On the fourth visit, she was issued a random COVID test. 

The couple only stayed the night before heading back. And each COVID test request meant they had to go to a pharmacy in Vancouver, get a nasal swab, and ensure the pharmacy sent it into the lab. Both tests were negative.

“That’s not random. That’s way higher percentage than there should be for the border. It’s like they were doing a blitz on Point Roberts.

“It’s going to kill Point Roberts,” she said.

She says the number of people being tested is disproportionate to the size of the community.

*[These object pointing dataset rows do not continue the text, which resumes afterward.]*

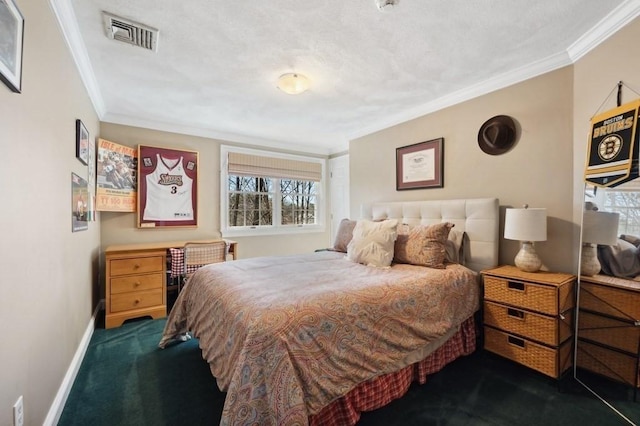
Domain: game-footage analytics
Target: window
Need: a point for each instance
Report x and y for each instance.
(269, 193)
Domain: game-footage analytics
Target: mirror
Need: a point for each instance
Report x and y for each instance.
(608, 319)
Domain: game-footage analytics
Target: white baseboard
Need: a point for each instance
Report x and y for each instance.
(55, 411)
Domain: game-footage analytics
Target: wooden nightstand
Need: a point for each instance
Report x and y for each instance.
(528, 317)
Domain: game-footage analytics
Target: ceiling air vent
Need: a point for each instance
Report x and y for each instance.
(130, 32)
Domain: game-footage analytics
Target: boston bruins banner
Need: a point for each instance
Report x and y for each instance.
(612, 156)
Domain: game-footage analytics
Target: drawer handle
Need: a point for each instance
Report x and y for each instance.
(516, 341)
(512, 285)
(515, 313)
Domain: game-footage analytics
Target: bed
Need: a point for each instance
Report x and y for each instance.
(317, 338)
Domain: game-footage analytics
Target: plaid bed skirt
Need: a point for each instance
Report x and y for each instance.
(382, 390)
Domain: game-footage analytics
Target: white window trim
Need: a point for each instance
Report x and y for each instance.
(247, 231)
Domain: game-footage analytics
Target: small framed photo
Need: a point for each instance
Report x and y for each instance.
(420, 165)
(12, 36)
(82, 142)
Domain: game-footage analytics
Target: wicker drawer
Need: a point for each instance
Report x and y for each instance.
(609, 331)
(534, 296)
(545, 329)
(616, 302)
(550, 361)
(616, 365)
(136, 283)
(136, 300)
(136, 265)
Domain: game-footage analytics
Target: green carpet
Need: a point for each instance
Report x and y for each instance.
(125, 379)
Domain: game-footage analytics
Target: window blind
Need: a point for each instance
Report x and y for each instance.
(257, 165)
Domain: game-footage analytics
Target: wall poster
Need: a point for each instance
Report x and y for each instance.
(168, 180)
(116, 183)
(612, 155)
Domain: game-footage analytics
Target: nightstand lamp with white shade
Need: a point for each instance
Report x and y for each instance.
(597, 228)
(526, 225)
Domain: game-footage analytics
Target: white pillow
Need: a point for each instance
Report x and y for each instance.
(372, 242)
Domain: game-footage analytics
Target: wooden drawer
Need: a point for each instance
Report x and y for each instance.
(616, 365)
(136, 265)
(609, 331)
(550, 361)
(541, 298)
(615, 302)
(136, 300)
(136, 283)
(545, 329)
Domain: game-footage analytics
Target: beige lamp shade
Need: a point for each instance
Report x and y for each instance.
(525, 224)
(600, 227)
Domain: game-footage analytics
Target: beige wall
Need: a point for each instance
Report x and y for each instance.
(120, 228)
(48, 273)
(537, 171)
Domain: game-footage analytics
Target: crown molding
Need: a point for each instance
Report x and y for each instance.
(226, 137)
(487, 86)
(609, 25)
(69, 26)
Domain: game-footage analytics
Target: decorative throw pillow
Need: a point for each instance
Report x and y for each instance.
(423, 245)
(372, 243)
(344, 235)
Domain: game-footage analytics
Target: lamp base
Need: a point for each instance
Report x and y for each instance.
(589, 263)
(527, 259)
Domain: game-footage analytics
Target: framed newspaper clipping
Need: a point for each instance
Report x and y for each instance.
(168, 187)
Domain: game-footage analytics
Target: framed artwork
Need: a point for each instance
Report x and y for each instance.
(82, 142)
(116, 182)
(168, 182)
(91, 179)
(12, 36)
(420, 165)
(79, 203)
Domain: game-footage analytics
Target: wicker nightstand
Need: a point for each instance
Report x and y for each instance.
(528, 317)
(609, 328)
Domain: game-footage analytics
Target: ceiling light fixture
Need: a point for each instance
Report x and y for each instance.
(384, 5)
(293, 83)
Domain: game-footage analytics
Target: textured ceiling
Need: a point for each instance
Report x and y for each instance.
(215, 70)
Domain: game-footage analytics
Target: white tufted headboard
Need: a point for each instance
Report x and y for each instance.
(478, 217)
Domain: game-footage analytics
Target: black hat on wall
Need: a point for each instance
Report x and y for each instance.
(497, 135)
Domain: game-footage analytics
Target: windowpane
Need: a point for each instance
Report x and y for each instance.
(270, 202)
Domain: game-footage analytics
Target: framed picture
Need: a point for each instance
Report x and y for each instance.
(79, 203)
(168, 187)
(82, 142)
(420, 165)
(12, 36)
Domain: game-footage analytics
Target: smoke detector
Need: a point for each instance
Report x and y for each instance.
(130, 32)
(385, 5)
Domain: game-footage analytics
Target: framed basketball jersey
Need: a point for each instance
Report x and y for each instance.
(612, 155)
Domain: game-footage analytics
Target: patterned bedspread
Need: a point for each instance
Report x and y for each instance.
(285, 336)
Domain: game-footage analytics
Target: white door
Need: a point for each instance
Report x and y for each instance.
(339, 187)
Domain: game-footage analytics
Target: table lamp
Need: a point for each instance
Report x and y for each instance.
(526, 225)
(597, 228)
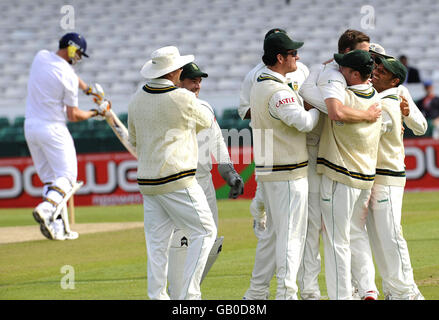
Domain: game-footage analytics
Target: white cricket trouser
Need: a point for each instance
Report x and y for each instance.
(52, 150)
(286, 208)
(310, 267)
(186, 209)
(388, 244)
(340, 205)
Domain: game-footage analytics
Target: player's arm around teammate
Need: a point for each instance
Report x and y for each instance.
(163, 123)
(53, 88)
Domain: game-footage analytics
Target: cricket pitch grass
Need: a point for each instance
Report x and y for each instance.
(108, 260)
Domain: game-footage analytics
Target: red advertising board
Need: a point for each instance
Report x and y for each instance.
(110, 178)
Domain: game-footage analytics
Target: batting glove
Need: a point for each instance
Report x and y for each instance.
(232, 178)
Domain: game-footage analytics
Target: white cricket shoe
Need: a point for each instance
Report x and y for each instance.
(43, 214)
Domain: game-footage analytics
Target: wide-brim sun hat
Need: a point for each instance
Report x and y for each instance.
(164, 61)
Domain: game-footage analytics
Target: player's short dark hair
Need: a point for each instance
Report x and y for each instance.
(350, 38)
(364, 75)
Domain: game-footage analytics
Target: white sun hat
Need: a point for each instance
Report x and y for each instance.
(163, 61)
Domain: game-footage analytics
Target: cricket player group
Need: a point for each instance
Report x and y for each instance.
(329, 164)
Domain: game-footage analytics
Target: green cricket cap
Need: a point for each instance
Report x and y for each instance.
(396, 67)
(359, 60)
(280, 42)
(191, 71)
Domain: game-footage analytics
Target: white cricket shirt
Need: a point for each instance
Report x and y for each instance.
(52, 85)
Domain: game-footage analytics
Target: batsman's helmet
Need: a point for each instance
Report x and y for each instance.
(74, 41)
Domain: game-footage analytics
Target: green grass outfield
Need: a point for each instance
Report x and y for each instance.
(112, 265)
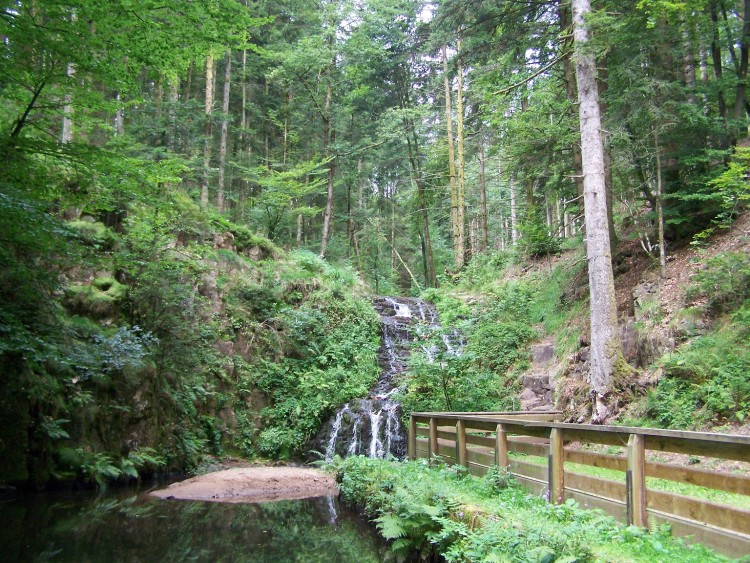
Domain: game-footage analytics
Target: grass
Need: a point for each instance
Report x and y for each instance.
(426, 511)
(665, 485)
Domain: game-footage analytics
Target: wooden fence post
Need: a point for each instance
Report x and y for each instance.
(636, 496)
(556, 467)
(433, 438)
(412, 440)
(461, 443)
(501, 447)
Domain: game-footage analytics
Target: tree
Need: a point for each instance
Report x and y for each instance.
(606, 348)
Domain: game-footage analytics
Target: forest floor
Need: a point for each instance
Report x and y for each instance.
(253, 484)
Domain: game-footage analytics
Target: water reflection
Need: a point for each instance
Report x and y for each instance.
(86, 528)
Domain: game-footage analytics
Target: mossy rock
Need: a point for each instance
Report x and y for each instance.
(99, 300)
(94, 233)
(248, 243)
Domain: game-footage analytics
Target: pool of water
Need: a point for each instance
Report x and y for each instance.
(130, 526)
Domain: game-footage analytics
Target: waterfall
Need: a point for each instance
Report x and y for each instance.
(371, 426)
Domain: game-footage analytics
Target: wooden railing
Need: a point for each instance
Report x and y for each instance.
(479, 441)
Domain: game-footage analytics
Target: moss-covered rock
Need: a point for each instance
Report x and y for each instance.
(94, 233)
(99, 300)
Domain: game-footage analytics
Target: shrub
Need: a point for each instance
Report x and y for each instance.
(724, 282)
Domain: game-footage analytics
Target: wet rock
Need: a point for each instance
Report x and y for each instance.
(371, 426)
(224, 241)
(542, 353)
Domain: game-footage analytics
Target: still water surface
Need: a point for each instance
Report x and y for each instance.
(125, 526)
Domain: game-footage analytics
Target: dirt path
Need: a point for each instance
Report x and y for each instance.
(253, 484)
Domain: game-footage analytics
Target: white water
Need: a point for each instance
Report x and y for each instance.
(372, 425)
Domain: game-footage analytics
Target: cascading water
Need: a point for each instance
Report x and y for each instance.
(372, 426)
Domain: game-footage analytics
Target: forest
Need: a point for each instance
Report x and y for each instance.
(199, 201)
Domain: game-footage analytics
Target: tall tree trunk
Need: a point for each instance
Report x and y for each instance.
(513, 210)
(329, 136)
(482, 196)
(572, 94)
(606, 349)
(207, 129)
(660, 209)
(716, 59)
(174, 98)
(602, 86)
(224, 133)
(119, 117)
(67, 132)
(741, 107)
(461, 191)
(457, 248)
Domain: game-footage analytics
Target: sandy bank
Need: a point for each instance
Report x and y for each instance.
(253, 484)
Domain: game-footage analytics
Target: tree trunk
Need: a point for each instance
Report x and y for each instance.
(572, 94)
(741, 108)
(718, 71)
(606, 349)
(461, 191)
(457, 249)
(224, 133)
(119, 117)
(660, 209)
(482, 196)
(208, 129)
(329, 136)
(513, 211)
(67, 132)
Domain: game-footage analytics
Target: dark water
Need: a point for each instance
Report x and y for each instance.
(124, 526)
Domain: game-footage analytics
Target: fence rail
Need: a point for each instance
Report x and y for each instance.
(479, 441)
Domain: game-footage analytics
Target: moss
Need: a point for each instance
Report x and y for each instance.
(248, 242)
(99, 300)
(94, 233)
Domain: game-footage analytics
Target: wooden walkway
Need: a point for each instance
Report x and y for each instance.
(479, 441)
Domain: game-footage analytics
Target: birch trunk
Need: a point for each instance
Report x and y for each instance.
(513, 212)
(482, 197)
(606, 349)
(660, 209)
(224, 132)
(208, 129)
(329, 136)
(67, 132)
(461, 192)
(458, 254)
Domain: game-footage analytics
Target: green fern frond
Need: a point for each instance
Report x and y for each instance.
(391, 526)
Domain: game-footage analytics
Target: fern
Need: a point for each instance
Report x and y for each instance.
(391, 526)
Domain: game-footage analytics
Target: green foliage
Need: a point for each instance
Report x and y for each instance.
(438, 511)
(731, 188)
(94, 233)
(472, 365)
(724, 282)
(484, 269)
(704, 382)
(535, 238)
(328, 358)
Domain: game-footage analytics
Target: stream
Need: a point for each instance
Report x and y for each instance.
(125, 525)
(371, 425)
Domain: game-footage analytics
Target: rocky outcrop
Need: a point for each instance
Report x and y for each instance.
(537, 388)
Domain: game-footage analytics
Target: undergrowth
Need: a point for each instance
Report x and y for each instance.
(429, 511)
(705, 381)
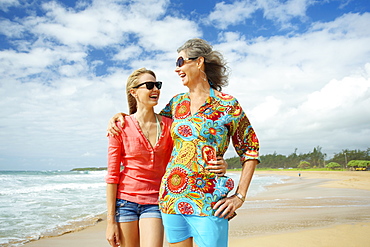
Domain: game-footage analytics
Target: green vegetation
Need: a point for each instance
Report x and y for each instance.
(359, 164)
(312, 160)
(333, 166)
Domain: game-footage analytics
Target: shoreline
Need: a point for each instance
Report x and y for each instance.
(330, 205)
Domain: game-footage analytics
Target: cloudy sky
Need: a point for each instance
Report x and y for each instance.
(300, 69)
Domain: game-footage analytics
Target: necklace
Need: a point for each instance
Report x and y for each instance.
(146, 131)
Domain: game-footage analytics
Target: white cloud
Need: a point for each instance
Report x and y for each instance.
(307, 90)
(5, 4)
(238, 12)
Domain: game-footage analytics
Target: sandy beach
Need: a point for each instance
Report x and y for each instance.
(317, 209)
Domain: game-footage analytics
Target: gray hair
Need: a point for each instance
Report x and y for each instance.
(215, 66)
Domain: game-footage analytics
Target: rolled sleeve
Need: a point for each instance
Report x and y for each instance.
(244, 138)
(115, 149)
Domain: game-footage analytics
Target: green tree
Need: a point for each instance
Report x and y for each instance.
(317, 157)
(304, 165)
(359, 164)
(333, 166)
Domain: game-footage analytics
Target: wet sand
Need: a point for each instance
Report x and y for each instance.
(317, 209)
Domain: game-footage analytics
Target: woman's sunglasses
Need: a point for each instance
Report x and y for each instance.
(180, 61)
(150, 84)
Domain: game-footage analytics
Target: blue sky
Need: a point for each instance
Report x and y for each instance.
(300, 69)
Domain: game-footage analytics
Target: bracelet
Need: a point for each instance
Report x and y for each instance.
(240, 196)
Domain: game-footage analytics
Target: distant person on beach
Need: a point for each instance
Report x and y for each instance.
(137, 159)
(193, 201)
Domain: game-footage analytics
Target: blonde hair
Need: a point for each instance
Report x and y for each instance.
(133, 81)
(215, 66)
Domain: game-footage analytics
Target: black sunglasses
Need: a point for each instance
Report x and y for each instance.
(150, 84)
(180, 61)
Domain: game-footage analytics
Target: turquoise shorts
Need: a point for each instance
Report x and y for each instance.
(207, 231)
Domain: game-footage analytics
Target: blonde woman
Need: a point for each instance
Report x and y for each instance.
(137, 159)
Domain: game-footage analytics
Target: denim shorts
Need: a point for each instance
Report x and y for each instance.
(127, 211)
(207, 231)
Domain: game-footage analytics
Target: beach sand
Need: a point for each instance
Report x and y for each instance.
(317, 209)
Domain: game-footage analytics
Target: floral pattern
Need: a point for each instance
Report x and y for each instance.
(187, 187)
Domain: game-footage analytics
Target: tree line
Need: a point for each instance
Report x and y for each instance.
(314, 159)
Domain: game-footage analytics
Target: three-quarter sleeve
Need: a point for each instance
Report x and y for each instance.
(115, 149)
(244, 138)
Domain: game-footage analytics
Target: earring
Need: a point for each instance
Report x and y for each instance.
(205, 76)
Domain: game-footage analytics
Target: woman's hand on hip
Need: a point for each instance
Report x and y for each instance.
(226, 207)
(112, 128)
(218, 166)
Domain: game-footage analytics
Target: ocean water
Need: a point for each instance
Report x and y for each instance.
(49, 203)
(37, 204)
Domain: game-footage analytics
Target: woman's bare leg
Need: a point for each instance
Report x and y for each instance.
(129, 234)
(151, 232)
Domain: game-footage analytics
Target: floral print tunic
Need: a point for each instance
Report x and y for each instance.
(188, 188)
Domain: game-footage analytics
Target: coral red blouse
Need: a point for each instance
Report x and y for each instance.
(135, 165)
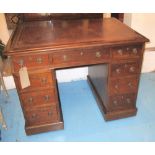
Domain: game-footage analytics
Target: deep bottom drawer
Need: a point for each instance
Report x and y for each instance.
(42, 115)
(123, 101)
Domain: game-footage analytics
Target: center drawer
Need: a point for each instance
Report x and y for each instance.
(38, 98)
(123, 52)
(30, 61)
(42, 115)
(122, 69)
(83, 55)
(122, 101)
(38, 80)
(123, 85)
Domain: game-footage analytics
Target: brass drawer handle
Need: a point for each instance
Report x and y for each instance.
(98, 54)
(65, 57)
(30, 100)
(43, 80)
(81, 53)
(46, 97)
(34, 116)
(132, 69)
(115, 102)
(21, 62)
(50, 113)
(118, 70)
(127, 48)
(120, 52)
(134, 51)
(116, 86)
(128, 100)
(130, 84)
(39, 60)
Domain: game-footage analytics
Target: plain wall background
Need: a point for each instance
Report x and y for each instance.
(141, 22)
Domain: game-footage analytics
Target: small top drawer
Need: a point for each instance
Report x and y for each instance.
(83, 55)
(30, 61)
(123, 52)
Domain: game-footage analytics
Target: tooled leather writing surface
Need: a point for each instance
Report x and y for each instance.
(61, 33)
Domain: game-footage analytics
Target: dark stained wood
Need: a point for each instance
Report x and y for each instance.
(59, 16)
(113, 52)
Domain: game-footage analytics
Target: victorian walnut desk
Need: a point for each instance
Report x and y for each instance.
(112, 51)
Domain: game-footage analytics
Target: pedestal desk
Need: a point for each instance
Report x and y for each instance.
(112, 51)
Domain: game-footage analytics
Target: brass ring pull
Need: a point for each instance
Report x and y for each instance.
(118, 70)
(134, 50)
(81, 53)
(120, 51)
(130, 85)
(34, 116)
(21, 62)
(65, 57)
(115, 102)
(127, 48)
(128, 100)
(49, 113)
(46, 97)
(132, 69)
(116, 86)
(98, 54)
(39, 60)
(30, 100)
(43, 80)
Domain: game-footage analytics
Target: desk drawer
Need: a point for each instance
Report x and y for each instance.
(122, 101)
(123, 52)
(38, 80)
(121, 69)
(42, 115)
(84, 55)
(30, 61)
(123, 85)
(38, 98)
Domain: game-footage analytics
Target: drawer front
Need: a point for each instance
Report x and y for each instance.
(38, 98)
(41, 116)
(122, 101)
(126, 85)
(80, 55)
(126, 52)
(125, 69)
(37, 80)
(30, 61)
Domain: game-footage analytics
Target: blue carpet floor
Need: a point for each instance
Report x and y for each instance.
(82, 118)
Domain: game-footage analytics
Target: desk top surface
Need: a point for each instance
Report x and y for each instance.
(55, 34)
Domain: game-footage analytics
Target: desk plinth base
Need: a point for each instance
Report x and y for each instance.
(112, 115)
(44, 128)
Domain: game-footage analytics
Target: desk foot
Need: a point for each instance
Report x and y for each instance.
(30, 130)
(110, 115)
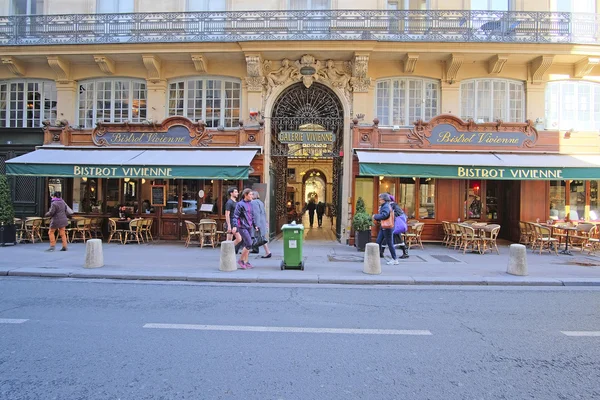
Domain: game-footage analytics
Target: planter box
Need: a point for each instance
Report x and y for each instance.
(8, 234)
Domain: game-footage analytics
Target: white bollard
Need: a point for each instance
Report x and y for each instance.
(372, 263)
(227, 262)
(517, 260)
(93, 254)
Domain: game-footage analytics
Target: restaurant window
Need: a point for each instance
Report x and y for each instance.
(402, 101)
(488, 100)
(406, 199)
(114, 6)
(557, 200)
(27, 103)
(473, 206)
(577, 200)
(309, 5)
(225, 185)
(214, 101)
(594, 201)
(112, 100)
(573, 105)
(189, 196)
(363, 187)
(206, 5)
(426, 198)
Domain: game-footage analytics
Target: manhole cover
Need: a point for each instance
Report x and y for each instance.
(444, 258)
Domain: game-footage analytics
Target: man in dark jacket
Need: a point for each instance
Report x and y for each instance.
(59, 220)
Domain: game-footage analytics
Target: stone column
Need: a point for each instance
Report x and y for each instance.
(157, 100)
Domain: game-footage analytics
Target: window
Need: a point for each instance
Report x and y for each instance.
(309, 5)
(215, 101)
(491, 5)
(487, 100)
(402, 101)
(114, 6)
(27, 7)
(206, 5)
(26, 103)
(573, 105)
(111, 101)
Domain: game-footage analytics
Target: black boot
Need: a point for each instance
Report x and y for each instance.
(404, 251)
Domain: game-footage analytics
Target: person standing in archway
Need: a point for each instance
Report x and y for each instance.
(320, 212)
(311, 208)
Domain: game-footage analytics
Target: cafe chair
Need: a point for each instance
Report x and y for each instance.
(32, 229)
(192, 232)
(544, 239)
(489, 236)
(207, 232)
(134, 233)
(114, 234)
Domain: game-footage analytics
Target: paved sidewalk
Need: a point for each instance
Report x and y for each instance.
(325, 262)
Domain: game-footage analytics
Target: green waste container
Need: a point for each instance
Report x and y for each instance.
(293, 235)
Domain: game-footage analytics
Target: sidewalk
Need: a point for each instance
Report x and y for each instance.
(325, 262)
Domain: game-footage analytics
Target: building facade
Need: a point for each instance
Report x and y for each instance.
(314, 83)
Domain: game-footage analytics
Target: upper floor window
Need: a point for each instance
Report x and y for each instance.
(26, 103)
(573, 105)
(487, 100)
(26, 7)
(213, 100)
(114, 6)
(491, 5)
(402, 101)
(310, 5)
(206, 5)
(111, 100)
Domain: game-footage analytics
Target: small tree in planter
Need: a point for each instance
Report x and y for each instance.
(7, 214)
(361, 223)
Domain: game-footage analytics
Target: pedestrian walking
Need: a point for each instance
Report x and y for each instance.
(59, 219)
(260, 217)
(229, 209)
(243, 223)
(385, 231)
(320, 212)
(311, 207)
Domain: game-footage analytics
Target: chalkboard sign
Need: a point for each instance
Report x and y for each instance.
(159, 195)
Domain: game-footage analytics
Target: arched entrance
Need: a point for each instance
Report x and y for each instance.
(307, 131)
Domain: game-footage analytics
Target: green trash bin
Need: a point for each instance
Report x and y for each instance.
(293, 235)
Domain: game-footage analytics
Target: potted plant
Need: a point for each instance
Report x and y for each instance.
(8, 232)
(361, 223)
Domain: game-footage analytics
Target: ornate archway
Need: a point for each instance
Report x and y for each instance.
(299, 113)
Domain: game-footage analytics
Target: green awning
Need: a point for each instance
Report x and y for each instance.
(108, 163)
(479, 165)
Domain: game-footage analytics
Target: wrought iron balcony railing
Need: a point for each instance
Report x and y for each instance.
(235, 26)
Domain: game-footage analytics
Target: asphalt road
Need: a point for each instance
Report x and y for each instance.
(69, 339)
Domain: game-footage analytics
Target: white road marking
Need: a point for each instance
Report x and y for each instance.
(285, 329)
(12, 321)
(581, 333)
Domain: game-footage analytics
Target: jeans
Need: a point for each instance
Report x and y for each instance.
(387, 235)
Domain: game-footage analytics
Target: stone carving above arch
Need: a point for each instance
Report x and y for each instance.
(308, 70)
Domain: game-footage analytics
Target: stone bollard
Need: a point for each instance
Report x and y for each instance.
(517, 260)
(227, 262)
(372, 263)
(93, 254)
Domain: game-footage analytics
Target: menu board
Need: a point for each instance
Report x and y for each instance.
(159, 195)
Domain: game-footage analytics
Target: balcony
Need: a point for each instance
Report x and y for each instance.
(239, 26)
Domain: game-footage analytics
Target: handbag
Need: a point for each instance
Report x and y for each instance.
(388, 223)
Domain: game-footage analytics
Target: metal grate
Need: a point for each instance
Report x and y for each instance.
(444, 258)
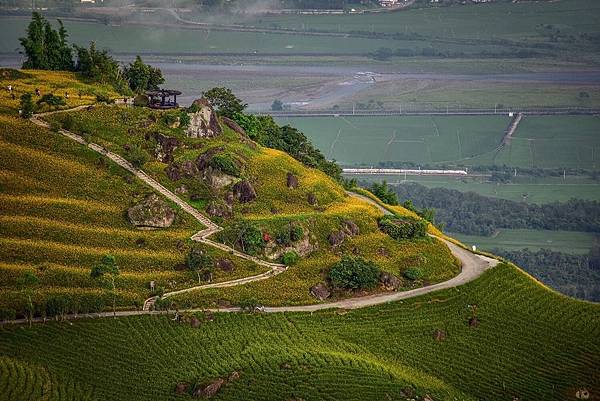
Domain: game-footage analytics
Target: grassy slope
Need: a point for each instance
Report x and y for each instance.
(62, 207)
(275, 206)
(531, 343)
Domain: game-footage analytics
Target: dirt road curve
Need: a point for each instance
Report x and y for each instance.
(473, 265)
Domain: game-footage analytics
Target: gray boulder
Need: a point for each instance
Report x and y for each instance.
(210, 389)
(152, 212)
(219, 209)
(292, 181)
(244, 191)
(204, 123)
(351, 228)
(337, 237)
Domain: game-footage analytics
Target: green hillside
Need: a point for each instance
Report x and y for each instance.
(530, 344)
(63, 206)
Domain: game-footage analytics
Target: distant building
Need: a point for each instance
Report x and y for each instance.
(389, 3)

800 random travellers is the national daily land crossing target

However, according to the Public Health Agency of Canada, a computer algorithm “randomly selects a pre-determined number of eligible travellers per day,” at each crossing. That could mean more than one person in a group could be selected for random testing.

The target is 4,600 travellers each day, including 3,800 at airports and 800 at land borders, said Tammy Jarbeau, senior media relations adviser.

The sample size was chosen to ensure that “representative, reliable and robust estimates of COVID-19 test positivity,” are produced at the border.

Neither border officers nor the public health agency have any role in the selection of travellers for random testing, she said.

Positive samples are sent to public health laboratories for whole genome sequencing – the laboratory test used to identify COVID-19 variants of concern, Jarbeau said. 

Virtual testing is possible but the government says that in-person testing is the fastest and most convenient.